The arena is built, the owner is in place, and there is big-time money on the table for the NHL when the 31st team (the Las Vegas Black Knights? the Aces? the Jacks?) joins the league in the not-too-distant future.
And whether it’s been formally announced or not, players are using this not-so-insider information as they plan for the future. For minor-leaguers, that means keeping their options open for next summer and creating flexibility if the NHL officially expands and adds 25 full-time NHL jobs.
So in a sport where job security is key — especially at the minor-league level — high-level AHL players are willing to risk one-year contracts that can bridge to future NHL opportunities.
That was the thought process for Justin Dowling, a center in the Dallas Stars system, who recently signed a one-year deal. Dowling could have signed a multi-year deal with the Stars as a depth player in the organization, but opted for a one-year deal with expansion on his mind.
“I think it opens up more options for me in the future when expansion happens next summer — that could lead to an NHL job with Dallas or another team,” Dowling told Wrong Side of the Red Line.
He has a good point.
With Dallas’ current roster, Dowling doesn’t have much of an NHL opportunity. The Stars are stacked down the middle with names like Tyler Seguin, Jason Spezza, Cody Eakin, and Radek Faksa. While Dowling could have an NHL opportunity develop thanks to an injury, his long-term future with the Stars isn’t bright beyond the occasional call-up.
But expansion is going to shake up the NHL landscape for everyone.
At least four teams are going to lose an everyday center in the draft, and if Vegas decides to overload on pivot-men, it could be even more. That’s going to open an opportunity for a handful of AHL centers to make the jump.
And with a low cap hit, Dowling is hoping he could turn into a low-risk, high-reward signing for that NHL team suddenly looking for depth at the face-off dot.
If a second team joins the expansion fray — which is possible — the number of opportunities double, and more players who previously had an AHL glass ceiling could be looking at NHL paychecks.
It all adds an interesting wrinkle to the oft-forgotten AHL free agency scramble.
On defense, the Toronto Marlies’ T.J. Brennan is an unrestricted free agent and, at 27, is one of the best — if not the best — offensive defenseman in the AHL. Brennan has had bites of the NHL (53 games between four organizations), but expansion could turn that into a full-blown meal if he sets up his contract right this summer.
Mike Sislo, a 28-year-old unrestricted free agent right-winger in the Devils organization, is in a similar situation. While a multi-year deal this summer may be more enticing now, is it worth setting up a one-year contract to open up even more opportunities in 2017 after grabbing AHL All-Stars honors?

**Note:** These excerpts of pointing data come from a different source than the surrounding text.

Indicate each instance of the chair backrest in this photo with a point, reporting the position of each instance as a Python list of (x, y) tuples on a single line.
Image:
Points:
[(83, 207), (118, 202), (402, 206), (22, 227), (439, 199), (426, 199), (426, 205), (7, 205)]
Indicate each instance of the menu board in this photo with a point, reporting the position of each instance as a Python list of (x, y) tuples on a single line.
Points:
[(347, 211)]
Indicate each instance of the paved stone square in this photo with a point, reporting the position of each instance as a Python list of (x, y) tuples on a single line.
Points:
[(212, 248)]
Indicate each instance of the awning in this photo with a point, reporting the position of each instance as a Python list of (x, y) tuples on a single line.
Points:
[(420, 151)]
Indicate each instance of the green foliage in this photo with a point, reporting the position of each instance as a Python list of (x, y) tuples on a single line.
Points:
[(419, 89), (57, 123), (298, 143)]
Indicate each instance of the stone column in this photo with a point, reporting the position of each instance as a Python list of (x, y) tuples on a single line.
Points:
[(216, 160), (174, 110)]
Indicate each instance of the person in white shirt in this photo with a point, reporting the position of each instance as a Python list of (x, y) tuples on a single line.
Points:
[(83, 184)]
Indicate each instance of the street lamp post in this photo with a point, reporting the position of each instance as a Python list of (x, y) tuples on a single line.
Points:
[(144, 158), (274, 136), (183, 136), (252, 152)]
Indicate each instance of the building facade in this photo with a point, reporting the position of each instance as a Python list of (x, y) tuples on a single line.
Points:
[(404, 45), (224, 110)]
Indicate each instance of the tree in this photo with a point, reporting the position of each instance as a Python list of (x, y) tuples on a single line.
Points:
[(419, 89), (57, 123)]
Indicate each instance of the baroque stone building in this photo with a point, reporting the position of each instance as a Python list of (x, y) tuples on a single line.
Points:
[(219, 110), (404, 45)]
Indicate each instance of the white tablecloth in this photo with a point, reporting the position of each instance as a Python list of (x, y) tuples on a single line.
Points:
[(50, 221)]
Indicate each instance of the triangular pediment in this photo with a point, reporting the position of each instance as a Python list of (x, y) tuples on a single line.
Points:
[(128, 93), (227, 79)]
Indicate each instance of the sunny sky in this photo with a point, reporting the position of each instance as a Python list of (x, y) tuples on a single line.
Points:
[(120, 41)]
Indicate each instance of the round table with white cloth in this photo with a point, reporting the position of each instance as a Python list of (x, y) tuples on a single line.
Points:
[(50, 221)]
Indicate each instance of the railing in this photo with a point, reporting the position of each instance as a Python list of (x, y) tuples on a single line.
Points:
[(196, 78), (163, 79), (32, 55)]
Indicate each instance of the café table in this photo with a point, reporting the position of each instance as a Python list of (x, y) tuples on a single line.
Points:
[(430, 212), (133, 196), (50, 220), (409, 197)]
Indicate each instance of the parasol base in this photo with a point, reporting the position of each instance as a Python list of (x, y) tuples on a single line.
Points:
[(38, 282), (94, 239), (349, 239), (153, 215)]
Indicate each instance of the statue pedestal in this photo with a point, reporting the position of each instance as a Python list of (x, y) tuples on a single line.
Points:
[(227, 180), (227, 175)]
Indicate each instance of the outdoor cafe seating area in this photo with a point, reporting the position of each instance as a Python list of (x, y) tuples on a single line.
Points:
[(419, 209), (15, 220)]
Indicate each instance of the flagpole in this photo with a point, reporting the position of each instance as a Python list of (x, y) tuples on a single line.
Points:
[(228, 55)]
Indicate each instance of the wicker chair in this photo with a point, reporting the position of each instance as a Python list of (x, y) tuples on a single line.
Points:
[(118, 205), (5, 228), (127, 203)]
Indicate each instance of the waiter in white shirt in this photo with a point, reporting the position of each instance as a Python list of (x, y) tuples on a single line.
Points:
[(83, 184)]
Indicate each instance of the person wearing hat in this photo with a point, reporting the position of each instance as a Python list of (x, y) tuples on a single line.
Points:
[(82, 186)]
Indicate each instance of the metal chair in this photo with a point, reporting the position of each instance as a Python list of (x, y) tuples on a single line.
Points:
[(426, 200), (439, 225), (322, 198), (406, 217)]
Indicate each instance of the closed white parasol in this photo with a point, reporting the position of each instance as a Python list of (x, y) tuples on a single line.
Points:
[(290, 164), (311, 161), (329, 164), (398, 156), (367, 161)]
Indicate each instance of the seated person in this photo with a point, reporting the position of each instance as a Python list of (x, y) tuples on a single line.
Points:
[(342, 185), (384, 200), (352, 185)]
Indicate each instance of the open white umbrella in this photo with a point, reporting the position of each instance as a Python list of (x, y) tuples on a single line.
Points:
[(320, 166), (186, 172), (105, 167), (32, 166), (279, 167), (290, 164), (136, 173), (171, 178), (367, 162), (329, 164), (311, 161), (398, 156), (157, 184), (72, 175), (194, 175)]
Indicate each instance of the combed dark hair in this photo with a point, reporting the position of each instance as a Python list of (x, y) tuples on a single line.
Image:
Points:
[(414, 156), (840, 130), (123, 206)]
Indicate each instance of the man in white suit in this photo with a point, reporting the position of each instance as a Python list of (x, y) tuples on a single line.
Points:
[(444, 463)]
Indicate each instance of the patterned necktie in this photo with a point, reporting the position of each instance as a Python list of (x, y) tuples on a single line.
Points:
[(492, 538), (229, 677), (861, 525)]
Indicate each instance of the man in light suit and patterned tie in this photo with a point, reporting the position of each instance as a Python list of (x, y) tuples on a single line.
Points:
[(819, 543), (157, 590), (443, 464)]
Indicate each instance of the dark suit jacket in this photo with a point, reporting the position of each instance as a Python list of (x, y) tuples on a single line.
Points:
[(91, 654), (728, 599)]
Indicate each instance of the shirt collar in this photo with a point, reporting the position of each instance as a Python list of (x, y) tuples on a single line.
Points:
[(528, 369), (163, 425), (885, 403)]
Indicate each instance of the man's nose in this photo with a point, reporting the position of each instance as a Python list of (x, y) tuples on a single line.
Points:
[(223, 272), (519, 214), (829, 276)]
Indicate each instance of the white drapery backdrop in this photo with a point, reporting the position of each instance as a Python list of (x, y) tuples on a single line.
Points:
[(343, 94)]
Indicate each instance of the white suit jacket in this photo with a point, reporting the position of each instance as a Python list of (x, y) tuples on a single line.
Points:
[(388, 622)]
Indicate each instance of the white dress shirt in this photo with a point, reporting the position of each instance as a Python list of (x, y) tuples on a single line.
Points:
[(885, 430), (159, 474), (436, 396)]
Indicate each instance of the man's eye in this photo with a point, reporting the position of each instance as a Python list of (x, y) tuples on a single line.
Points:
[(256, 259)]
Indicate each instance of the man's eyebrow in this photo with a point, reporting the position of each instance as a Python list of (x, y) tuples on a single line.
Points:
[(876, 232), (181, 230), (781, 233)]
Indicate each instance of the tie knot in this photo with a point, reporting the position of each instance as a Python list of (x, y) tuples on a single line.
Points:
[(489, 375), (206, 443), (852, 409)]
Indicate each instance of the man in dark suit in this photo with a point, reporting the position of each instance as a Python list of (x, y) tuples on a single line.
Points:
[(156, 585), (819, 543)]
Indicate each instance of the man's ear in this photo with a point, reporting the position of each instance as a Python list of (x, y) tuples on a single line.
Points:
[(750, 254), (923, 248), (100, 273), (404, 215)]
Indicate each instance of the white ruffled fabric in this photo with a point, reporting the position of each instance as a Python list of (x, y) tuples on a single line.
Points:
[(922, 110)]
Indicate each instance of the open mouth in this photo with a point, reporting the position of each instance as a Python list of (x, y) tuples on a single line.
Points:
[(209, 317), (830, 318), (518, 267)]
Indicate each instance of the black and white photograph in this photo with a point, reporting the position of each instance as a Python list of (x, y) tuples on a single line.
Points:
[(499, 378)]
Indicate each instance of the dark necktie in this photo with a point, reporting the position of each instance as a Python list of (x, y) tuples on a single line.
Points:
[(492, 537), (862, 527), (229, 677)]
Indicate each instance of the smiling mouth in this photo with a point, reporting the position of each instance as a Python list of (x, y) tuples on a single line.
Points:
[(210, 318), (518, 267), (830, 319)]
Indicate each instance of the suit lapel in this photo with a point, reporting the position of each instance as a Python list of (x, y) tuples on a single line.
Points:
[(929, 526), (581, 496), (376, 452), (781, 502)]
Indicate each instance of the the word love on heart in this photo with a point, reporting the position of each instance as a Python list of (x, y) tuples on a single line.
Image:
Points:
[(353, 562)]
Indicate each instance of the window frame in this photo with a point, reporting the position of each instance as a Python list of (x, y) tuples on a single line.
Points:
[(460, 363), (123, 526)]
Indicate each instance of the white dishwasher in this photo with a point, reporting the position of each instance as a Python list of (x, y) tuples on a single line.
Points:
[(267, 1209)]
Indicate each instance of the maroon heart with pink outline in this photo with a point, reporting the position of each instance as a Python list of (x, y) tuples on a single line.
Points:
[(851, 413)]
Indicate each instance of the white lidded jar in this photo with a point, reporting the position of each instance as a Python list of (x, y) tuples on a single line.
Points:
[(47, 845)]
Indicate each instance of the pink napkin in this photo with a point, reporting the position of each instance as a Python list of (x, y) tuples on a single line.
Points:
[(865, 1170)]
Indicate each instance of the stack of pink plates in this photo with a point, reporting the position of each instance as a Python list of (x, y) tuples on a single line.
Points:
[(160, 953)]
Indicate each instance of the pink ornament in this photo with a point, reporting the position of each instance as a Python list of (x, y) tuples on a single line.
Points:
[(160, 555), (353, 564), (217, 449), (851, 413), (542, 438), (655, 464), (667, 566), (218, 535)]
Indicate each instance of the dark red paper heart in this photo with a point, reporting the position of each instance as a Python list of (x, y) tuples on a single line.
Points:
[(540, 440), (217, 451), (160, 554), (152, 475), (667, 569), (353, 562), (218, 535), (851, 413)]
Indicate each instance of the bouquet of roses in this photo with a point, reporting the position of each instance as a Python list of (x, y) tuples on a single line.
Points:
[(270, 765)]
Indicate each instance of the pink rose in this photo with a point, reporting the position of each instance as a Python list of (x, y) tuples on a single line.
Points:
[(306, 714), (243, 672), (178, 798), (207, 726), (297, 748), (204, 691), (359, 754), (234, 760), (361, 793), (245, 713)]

Expansion also weighs more on a player’s decision to pursue an opportunity in Europe during the 2016-17 season. While the NHL dream may be snuffed out in a 30-team league, is the possibility of a 31 or 32-team league worth spending at least one more season in the AHL to stay close to the NHL?
There’s also the trickle down of AHL expansion to consider. When the NHL expands, the AHL will also add a 31st or 32nd team (Salt Lake City seems like it would pair nicely with Las Vegas), which would open up even more opportunities.